Detroit city officials are seeking a “compromise” on a potential Tiger Stadium development, as they eye a pot of federal funds controlled by Sen. Carl Levin and the Old Tiger Stadium Conservancy.
George Jackson, CEO of the Detroit Economic Growth Corp. (DEGC) and a noted opponent of baseball-related activity on the Tiger Stadium site (his solution: big box! big box! big box! at a time when big-box retailers are retrenching), is accusing the conservancy of blocking any development because, as he says, the group is insisting on a full playing field on the site. This opposition, he says, has helped shoot down a proposed headquarters for the nonprofit Parade Company and an accompanying strip mall.
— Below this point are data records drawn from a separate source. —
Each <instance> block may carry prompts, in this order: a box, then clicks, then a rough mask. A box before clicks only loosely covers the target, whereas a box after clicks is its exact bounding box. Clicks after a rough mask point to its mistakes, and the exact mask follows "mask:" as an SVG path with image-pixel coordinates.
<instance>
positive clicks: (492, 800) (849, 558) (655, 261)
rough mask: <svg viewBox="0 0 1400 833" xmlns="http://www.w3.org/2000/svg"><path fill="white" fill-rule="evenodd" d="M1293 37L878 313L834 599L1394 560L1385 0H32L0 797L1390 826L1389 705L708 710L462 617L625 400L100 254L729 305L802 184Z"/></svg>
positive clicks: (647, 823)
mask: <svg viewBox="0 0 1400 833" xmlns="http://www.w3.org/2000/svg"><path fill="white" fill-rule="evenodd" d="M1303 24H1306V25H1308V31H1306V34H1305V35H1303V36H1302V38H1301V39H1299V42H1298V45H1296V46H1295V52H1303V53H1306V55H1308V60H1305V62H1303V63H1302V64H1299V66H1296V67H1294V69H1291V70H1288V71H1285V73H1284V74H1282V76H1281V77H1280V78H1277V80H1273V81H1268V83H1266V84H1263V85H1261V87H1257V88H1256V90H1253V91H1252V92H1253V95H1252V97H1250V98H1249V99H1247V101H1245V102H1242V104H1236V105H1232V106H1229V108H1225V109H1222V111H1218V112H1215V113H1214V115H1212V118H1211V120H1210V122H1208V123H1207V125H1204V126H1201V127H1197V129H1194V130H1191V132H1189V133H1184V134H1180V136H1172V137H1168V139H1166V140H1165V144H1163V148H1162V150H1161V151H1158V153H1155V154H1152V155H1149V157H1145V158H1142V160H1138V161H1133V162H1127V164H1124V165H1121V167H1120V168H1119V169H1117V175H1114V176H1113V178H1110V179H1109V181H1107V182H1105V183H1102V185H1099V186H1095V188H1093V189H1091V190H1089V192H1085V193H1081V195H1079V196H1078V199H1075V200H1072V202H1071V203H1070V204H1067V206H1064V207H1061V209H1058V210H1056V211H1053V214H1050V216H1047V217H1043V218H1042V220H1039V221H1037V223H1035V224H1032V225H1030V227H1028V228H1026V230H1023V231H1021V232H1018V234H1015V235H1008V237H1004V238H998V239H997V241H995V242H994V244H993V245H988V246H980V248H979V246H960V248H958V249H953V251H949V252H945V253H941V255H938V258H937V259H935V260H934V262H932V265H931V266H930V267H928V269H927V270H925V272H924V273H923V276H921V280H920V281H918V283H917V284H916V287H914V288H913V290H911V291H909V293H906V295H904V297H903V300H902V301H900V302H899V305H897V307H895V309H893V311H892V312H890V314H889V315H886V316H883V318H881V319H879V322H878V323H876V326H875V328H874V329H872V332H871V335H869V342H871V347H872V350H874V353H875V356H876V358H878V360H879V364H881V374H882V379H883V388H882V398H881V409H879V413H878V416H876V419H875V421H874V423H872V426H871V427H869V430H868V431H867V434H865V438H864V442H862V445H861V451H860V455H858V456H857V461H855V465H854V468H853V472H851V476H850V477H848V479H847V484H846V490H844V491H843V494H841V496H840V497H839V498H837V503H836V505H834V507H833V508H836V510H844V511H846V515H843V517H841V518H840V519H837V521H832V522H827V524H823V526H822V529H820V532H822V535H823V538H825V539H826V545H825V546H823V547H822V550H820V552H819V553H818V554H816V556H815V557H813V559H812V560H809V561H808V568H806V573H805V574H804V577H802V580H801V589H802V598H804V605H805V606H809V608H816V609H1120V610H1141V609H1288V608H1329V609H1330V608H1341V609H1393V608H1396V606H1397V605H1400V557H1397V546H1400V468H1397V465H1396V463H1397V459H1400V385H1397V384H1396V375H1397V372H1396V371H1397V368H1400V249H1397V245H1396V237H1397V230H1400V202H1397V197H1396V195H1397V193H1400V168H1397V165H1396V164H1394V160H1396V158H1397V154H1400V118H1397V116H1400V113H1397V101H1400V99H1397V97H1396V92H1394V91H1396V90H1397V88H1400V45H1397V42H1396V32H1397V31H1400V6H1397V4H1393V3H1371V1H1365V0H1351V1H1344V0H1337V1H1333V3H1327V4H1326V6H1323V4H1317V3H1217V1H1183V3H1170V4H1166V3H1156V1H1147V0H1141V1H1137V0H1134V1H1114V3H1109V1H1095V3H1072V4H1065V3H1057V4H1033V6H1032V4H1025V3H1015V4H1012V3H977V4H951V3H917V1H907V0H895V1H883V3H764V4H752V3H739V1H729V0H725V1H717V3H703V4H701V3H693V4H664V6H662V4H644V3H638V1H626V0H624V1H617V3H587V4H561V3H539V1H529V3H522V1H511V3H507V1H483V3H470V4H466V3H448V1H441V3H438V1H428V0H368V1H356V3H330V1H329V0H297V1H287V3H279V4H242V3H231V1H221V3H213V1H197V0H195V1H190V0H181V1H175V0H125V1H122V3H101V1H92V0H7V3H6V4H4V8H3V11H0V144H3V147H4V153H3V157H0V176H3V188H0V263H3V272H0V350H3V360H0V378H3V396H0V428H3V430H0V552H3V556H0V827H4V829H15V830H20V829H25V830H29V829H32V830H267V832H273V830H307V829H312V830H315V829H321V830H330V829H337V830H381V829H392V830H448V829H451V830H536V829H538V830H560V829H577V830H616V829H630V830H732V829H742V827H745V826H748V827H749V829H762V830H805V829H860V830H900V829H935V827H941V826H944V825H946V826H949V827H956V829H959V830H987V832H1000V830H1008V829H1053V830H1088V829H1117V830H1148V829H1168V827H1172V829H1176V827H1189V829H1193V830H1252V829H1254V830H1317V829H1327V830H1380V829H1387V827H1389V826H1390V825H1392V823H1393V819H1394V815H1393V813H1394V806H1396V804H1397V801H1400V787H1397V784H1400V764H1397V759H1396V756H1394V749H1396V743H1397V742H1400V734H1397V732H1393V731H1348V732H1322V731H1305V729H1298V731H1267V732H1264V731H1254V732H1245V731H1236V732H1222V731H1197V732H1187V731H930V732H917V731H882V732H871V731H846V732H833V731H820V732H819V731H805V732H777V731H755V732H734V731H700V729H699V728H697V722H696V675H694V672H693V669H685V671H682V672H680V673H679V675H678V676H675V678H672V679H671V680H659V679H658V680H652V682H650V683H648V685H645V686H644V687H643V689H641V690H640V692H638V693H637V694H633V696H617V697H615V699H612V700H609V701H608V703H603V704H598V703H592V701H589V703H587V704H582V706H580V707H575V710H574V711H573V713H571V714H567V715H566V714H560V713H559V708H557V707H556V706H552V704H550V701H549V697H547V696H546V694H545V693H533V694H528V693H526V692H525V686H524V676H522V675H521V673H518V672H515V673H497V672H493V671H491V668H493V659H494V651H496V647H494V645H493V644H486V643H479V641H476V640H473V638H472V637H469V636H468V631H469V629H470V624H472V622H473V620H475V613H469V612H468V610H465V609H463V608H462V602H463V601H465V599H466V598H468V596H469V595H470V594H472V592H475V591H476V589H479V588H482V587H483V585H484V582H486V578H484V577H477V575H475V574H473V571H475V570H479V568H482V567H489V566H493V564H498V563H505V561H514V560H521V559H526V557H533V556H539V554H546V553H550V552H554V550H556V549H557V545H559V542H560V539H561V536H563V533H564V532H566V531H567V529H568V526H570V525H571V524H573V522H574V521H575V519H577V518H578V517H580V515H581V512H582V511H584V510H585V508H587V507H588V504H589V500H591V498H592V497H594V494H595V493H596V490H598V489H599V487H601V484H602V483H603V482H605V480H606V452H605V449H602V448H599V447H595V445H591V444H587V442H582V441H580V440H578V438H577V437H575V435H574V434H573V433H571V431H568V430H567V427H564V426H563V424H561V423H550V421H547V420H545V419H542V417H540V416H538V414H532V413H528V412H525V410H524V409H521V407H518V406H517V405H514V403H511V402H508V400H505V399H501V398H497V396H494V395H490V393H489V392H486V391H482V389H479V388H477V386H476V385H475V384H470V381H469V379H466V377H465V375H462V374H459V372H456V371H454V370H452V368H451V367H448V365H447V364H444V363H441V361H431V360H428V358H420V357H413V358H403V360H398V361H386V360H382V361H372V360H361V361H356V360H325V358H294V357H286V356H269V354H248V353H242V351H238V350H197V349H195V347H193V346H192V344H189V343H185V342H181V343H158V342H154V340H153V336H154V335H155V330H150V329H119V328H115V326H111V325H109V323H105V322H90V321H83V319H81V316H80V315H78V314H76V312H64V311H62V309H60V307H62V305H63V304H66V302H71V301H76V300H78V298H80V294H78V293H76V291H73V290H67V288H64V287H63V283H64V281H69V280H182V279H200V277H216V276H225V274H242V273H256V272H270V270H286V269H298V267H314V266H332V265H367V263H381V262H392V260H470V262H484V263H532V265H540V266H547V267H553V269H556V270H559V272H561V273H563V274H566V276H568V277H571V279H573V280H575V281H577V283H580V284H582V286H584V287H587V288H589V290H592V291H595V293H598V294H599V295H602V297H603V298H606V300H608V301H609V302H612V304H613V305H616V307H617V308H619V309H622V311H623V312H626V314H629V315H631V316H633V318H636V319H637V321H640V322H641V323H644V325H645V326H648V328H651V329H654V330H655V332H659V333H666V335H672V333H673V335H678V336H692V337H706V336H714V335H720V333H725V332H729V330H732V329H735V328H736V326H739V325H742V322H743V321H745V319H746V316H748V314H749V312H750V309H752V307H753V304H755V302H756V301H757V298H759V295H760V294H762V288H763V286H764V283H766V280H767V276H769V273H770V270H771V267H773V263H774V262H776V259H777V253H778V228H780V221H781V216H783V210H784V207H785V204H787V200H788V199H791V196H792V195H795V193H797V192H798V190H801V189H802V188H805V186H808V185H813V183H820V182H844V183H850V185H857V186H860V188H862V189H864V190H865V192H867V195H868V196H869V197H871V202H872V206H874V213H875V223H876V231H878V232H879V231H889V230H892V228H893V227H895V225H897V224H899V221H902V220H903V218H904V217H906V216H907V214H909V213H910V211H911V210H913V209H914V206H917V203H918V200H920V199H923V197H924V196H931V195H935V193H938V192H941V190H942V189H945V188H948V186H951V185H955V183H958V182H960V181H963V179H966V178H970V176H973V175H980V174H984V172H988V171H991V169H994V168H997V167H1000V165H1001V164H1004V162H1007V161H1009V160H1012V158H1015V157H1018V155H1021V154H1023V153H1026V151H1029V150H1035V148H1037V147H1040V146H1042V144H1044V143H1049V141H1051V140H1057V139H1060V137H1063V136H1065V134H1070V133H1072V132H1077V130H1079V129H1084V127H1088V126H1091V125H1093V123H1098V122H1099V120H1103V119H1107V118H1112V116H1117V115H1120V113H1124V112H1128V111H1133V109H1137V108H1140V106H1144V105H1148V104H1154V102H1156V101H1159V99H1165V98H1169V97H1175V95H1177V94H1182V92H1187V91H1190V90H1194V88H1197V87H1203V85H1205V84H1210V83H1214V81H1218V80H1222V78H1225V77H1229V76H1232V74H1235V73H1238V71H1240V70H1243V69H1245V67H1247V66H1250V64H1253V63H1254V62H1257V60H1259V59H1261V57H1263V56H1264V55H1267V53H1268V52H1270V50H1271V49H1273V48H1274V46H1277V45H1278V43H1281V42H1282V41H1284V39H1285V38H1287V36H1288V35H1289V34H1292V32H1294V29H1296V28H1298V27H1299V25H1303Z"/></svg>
Not so, says Conservancy President Thomas Linn: “It was our preference to preserve more of the ball field, but I don’t think it was our preference to say, ‘No, no, never’,” he told the Detroit Free Press.
Now, there are a lot of reasons to take Jackson’s comments with a dozen shakers of salt: his DEGC was set and determined to tear down Tiger Stadium no matter what was proposed, and ceding such power to the Old Tiger Stadium Conservancy shows how ineffectual his agency was at finding an imaginative new use for the site. Detroit is on the rebound with the auto industry coming back and a host of imaginative new businesses establishing operations in the city, but there’s a long way before the city can be deemed economically healthy. Now that the city is broke and the conservancy holds millions in redevelopment funds for the site, Jackson is urging compromise. The obvious compromise that would have made the site very attractive for developers would have been the restoration of the Navin Field grandstand, providing a Corktown attraction and still leaving the vast majority of the old ballpark site available for development. But Detroit officials had only one use in mind for the ballpark site — to create a site friendly for a big-box retailer — and while it’s admirable they want to see a land use that adds to the city tax rolls, the unique nature of the site demands a unique solution. Jackson shot down a proposal by MLB to turn the site into a baseball youth academy (a proposal still out there, we hear), but after a decade seeking to persuade Wal-Mart to take up residence at Michigan and Trumbull, maybe Jackson and crew are willing to work with Sen. Levin and the conservancy on a plan that makes an economic input while preserving the memories of Tiger Stadium.